Contrary to popular wisdom among many users, cycling does not appear to significantly guard against some of the more troubling health problems steroids can cause, and there is as yet little research into the long term effects of prolonged steroid use. That’s why when we talk about teenagers using steroids we’re not just talking about the immediate health worries, which may seem superficial at first, but rather the problems they are creating for themselves years or even decades from now.
Why Are People Using Anabolic Steroids More?
We can speculate on a few causes of rising steroid abuse, particularly among young people. The internet, for one, may make finding out about or even securing steroids much easier than it might have been even a decade ago.
We also can speculate that a rise in “gym culture” may also have played its part. While gyms were once the domain of fitness fanatics, many teenagers may now have a low-cost gym pass and in fact may be encouraged to go to the gym so as to live a healthy lifestyle — which, of course, is a positive thing so long as teens are aware of the dangers of excessive exercise and, of course, steroids.
It’s almost cliche to blame the media at this point, and blame may be the wrong word. However, people young and old are often exposed to movie star transformations (Christian Bale being one of the most extraordinary in terms of sheer extremes) that are delivered to us without context: we do not see the grueling fitness training behind the transformation, nor do we have access to information about the supplements and diet plans that these stars were using at the time of their change. This may feed into a false perception about how much time and dedication it really takes, and also what pharmaceutical help might be behind some of these transformations.

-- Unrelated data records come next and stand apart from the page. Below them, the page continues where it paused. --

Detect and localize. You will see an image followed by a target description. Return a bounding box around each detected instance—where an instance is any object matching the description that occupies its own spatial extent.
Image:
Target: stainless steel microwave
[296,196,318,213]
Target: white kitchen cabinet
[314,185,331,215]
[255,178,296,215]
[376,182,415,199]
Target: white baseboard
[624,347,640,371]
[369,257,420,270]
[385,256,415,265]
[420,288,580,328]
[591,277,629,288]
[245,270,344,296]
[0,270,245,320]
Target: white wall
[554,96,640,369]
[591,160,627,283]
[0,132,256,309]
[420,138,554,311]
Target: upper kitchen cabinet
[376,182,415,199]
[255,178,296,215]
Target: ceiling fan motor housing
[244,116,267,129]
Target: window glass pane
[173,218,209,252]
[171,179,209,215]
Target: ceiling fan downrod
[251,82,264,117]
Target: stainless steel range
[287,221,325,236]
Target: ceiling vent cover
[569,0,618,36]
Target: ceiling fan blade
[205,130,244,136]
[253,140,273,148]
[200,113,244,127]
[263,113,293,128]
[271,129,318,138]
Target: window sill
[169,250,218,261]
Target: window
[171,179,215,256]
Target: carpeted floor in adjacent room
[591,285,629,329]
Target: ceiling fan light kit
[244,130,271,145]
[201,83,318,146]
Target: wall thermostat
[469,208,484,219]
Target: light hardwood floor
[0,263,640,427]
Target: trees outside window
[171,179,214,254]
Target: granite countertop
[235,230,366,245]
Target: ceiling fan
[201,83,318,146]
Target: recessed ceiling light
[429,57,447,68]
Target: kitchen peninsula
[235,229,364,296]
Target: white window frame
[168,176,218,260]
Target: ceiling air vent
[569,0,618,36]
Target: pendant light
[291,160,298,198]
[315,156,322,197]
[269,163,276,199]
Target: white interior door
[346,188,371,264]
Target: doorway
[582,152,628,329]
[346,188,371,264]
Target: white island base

Perhaps, though, a great deal of the burden should be shouldered by the fitness industry itself. They, whether it be health magazines all the way down to gym owners, are in a position to speak directly to groups of young men and women who might be contemplating steroid use and to tell them why it is a bad idea if they value their long term health. Some already have taken steps to do just that, but more action will be needed before we can say this problem is under control.